In my notes, I have the solution of heat equation written as such $$f(x,t) = e^{-t\,\Delta} f_0(x) \overset{(1)}{=} \sum_{k \geq 1} \langle f_0, \phi_k \rangle_{L^2{\mathcal{(X)}}} e^{-t \lambda_k} \phi_k(x) \overset{(2)}{=} \int_{\mathcal{X}} f_0(x') \sum_{k \geq 1} e^{-t \lambda_k} \phi_k(x) \phi_k(x') \, dx'.$$
How are (1) and (2) attained?
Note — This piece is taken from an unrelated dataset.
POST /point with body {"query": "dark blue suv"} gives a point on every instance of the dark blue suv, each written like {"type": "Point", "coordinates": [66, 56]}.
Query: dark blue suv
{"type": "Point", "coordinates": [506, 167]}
In particular I don't quite get how the inner product arises and why for the last expression, we have $x$ and $x'$?
Using your solution
$$f(x,t)=\sum_{k} a_{k} e^{- \lambda_{k} t} \phi_{k}$$
where $a_{k}$ are the coefficients, $\lambda_{k}$ the eigenvalues, $e^{-\lambda_{k} t}$ the eigenfunction for time, $\phi_{k}$ the eigenfunction in space, we find
\begin{align} f(x,0) &= f_{0}(x) \\ &= \sum_{k} a_{k} \phi_{k} \end{align}
Now, to use orthogonality conditions, we multiply both sides by $\phi_{k'}$ and integrate over the set $\chi$ i.e
\begin{align} \int_{\chi} f_{0} \phi_{k'} dx &= \sum_{k} a_{k} \int_{\chi} \phi_{k} \phi_{k'} dx \end{align}
Now, the LHS is just the inner product of $f_{0}$ and $\phi_{k'}$ in some space $\mathbb{T}$ over some domain $\chi$ i.e
$$\int_{\chi} f_{0} \phi_{k'} dx = \langle f_{0}, \phi_{k'} \rangle_{\mathbb{T}(\chi)} \quad (*)$$
and the RHS yields
$$\sum_{k} a_{k} \int_{\chi} \phi_{k} \phi_{k'} dx = \sum_{k} a_{k} \langle \phi_{k}, \phi_{k'} \rangle_{\mathbb{T}(\chi)}$$
which, by orthogonality, is just the inner product that gives the normalisation. On page $126$, it states that this normalising constant in the space $L^{2}(\chi)$ is given by $\langle \phi_{k}, \phi_{k'} \rangle_{L^{2}(\chi)} = \delta_{k k'}$ and so using this we find
\begin{align} \langle f_{0}, \phi_{k'} \rangle_{L^{2}(\chi)} &= \sum a_{k} \langle \phi_{k}, \phi_{k'} \rangle_{L^{2}(\chi)} \\ &= a_{k} \delta_{k k'} \\ &= a_{k} \quad \text{when $k = k'$} \end{align}
Replacing the coefficient in your Fourier series with the above yields
\begin{align} f(x,t) &= \sum \langle f_{0}, \phi_{k} \rangle_{L^{2}(\chi)} e^{- \lambda_{k} t} \phi_{k} \end{align}
which is the result you have at $(1)$. The result at $(2)$ is just the same as the result at $(1)$, but using the integral form at $(*)$ instead of the inner product. Also, the integral form is just integrating with respect to the dummy variable $x'$ instead of the dummy variable $x$.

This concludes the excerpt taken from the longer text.